Season three was slightly more serialized than the first two years, with a variety of storylines that wove throughout the episodes. Max goes to college, then drops out and returns home. Sam is cast in a zombie movie. (I always love the show’s behind-the-scenes-of-Hollywood peeks at Sam’s professional life. This is a comedic gold mine for the show.) Sam sees visions of her dead father. I already mentioned the show’s explorations of Sam’s relationships with David, Xander, and Mer.
Season three was the longest season of the show yet, with 12 episodes. (Both seasons one and two were 10 episodes.) I was very happy to get two more half-hour installments of the show!!

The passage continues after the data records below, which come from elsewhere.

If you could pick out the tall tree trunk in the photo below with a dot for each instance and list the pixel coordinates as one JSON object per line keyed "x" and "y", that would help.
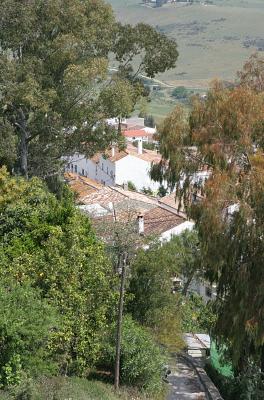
{"x": 24, "y": 137}
{"x": 24, "y": 155}
{"x": 186, "y": 285}
{"x": 119, "y": 322}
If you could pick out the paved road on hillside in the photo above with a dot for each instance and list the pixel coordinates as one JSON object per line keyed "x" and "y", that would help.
{"x": 184, "y": 383}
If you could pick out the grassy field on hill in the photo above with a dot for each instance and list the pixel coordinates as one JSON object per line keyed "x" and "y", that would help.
{"x": 214, "y": 40}
{"x": 74, "y": 389}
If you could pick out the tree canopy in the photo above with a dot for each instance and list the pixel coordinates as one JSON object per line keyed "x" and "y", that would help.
{"x": 54, "y": 80}
{"x": 224, "y": 136}
{"x": 47, "y": 244}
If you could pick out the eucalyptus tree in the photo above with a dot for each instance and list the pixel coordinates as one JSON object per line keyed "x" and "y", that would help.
{"x": 54, "y": 62}
{"x": 224, "y": 135}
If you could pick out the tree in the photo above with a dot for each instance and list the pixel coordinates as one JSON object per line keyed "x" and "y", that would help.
{"x": 152, "y": 302}
{"x": 252, "y": 74}
{"x": 122, "y": 240}
{"x": 48, "y": 244}
{"x": 149, "y": 121}
{"x": 225, "y": 135}
{"x": 26, "y": 326}
{"x": 53, "y": 70}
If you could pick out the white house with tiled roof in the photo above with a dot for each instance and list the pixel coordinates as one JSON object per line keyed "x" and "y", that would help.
{"x": 118, "y": 167}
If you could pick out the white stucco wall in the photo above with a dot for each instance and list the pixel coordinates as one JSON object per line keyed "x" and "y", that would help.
{"x": 136, "y": 170}
{"x": 105, "y": 172}
{"x": 177, "y": 230}
{"x": 81, "y": 165}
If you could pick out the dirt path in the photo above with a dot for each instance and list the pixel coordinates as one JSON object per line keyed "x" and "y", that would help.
{"x": 184, "y": 383}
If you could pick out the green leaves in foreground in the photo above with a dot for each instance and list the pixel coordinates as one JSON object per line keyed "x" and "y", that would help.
{"x": 47, "y": 244}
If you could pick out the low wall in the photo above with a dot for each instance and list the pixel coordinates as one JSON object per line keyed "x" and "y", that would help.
{"x": 210, "y": 389}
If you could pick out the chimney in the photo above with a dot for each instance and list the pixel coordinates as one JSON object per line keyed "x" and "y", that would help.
{"x": 140, "y": 146}
{"x": 141, "y": 224}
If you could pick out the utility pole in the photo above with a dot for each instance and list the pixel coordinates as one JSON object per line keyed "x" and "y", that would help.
{"x": 123, "y": 261}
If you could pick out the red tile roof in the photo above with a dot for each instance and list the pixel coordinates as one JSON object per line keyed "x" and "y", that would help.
{"x": 159, "y": 220}
{"x": 135, "y": 133}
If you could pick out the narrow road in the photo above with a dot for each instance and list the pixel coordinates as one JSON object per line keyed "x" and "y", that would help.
{"x": 184, "y": 383}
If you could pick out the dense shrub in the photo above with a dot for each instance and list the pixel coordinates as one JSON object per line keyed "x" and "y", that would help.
{"x": 142, "y": 360}
{"x": 26, "y": 322}
{"x": 249, "y": 385}
{"x": 48, "y": 244}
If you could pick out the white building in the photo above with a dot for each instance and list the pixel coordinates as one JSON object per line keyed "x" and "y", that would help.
{"x": 118, "y": 167}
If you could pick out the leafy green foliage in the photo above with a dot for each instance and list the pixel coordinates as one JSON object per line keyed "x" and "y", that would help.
{"x": 196, "y": 315}
{"x": 26, "y": 324}
{"x": 50, "y": 245}
{"x": 131, "y": 186}
{"x": 54, "y": 81}
{"x": 152, "y": 302}
{"x": 142, "y": 361}
{"x": 224, "y": 135}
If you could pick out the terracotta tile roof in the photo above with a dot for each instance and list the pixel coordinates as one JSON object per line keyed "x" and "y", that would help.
{"x": 159, "y": 220}
{"x": 135, "y": 127}
{"x": 136, "y": 196}
{"x": 147, "y": 155}
{"x": 81, "y": 185}
{"x": 135, "y": 133}
{"x": 104, "y": 196}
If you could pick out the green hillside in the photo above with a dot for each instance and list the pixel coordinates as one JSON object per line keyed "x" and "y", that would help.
{"x": 214, "y": 40}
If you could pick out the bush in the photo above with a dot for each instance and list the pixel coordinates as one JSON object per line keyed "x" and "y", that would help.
{"x": 25, "y": 325}
{"x": 142, "y": 360}
{"x": 51, "y": 245}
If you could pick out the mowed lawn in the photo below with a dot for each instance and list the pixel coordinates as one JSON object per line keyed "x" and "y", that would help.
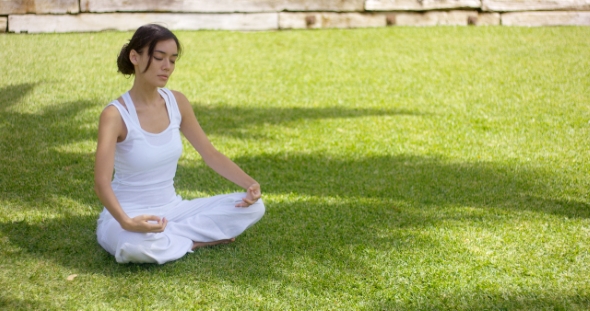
{"x": 442, "y": 168}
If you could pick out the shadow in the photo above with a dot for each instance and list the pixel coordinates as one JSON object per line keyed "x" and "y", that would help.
{"x": 12, "y": 94}
{"x": 383, "y": 205}
{"x": 231, "y": 121}
{"x": 17, "y": 304}
{"x": 34, "y": 169}
{"x": 416, "y": 180}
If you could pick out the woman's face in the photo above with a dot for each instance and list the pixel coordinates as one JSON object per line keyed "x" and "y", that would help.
{"x": 162, "y": 65}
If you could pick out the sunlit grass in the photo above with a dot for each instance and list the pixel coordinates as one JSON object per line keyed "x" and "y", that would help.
{"x": 402, "y": 169}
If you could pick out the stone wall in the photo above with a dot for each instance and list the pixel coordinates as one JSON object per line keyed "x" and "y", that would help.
{"x": 36, "y": 16}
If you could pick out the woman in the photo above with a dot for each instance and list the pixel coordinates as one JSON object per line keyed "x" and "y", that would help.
{"x": 144, "y": 221}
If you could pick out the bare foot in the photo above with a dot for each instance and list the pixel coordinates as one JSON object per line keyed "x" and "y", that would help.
{"x": 203, "y": 244}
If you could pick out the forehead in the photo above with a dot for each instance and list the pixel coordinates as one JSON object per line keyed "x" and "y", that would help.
{"x": 167, "y": 47}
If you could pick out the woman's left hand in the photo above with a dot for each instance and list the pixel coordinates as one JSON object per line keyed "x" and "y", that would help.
{"x": 252, "y": 195}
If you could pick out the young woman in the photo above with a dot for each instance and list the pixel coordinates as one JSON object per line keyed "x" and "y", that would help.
{"x": 144, "y": 221}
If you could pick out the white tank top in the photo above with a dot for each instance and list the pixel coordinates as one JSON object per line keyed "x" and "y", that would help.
{"x": 145, "y": 163}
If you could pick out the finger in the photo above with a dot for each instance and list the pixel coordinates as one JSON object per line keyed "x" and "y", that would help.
{"x": 147, "y": 218}
{"x": 242, "y": 204}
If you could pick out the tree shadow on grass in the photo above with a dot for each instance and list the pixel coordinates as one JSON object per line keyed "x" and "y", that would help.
{"x": 421, "y": 181}
{"x": 332, "y": 236}
{"x": 231, "y": 121}
{"x": 12, "y": 94}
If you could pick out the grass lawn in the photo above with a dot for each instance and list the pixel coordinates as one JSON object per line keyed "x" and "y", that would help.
{"x": 442, "y": 168}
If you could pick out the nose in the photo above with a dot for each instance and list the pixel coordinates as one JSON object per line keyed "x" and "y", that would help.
{"x": 167, "y": 65}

As always, Ms. Adlon resists the usual approach to telling stories in episodic TV. We drop in and out of these different stories as we move through the episodes of the season. Sometimes we seem to come into a story in the middle; sometimes we spend a while in a situation and then it’s dropped without what one would expect as a standard TV resolution. One notable example from season three: late in the season, we see that Frankie is having a huge feud with her mother, refusing to speak to her and even moving out of the house for an extended period of time. This is a huge event in Sam and Frankie’s lives, and yet the show doesn’t show us the start of the feud, nor do we get much of a resolution by the end of the season. (Certainly not a standard all-is-well TV ending.) It’s like we’ve missed big parts of the story. In less-skilled hands this could be frustrating. But Ms. Adlon uses this to maintain the show’s unique feel, and the idea that we’re dropping in and out of these real characters’ lives, lives that unfold in the messy, unpredictable way that real lives do, rather than the neat way things usually happen to characters on TV shows.
Pamela Adlon co-created Better Things with Louie C.K.; after the sexual misconduct allegations against him in 2017, he withdrew from any involvement with the show. Season three was the first season that Ms. Adlon oversaw without Louie’s participation. I was curious to see whether the tone or content of the show would change. I was pleased that it didn’t. Season three feels firmly of a piece with seasons one and two. If there’s been any change, it’s a subtle one, in that even more of Ms. Adlon’s own personality and life experiences seem to have seeped into the show. (It’s always a bit of a guessing game on shows like this, in which an actor plays a character who shares many of their background details and personality traits. How much of Sam on the show is Pamela? It’s hard to say, but the show certainly feels deeply personal.)
I found season three of Better Things to be a delight from start to finish. I highly recommend this wonderful show. I can’t wait for more.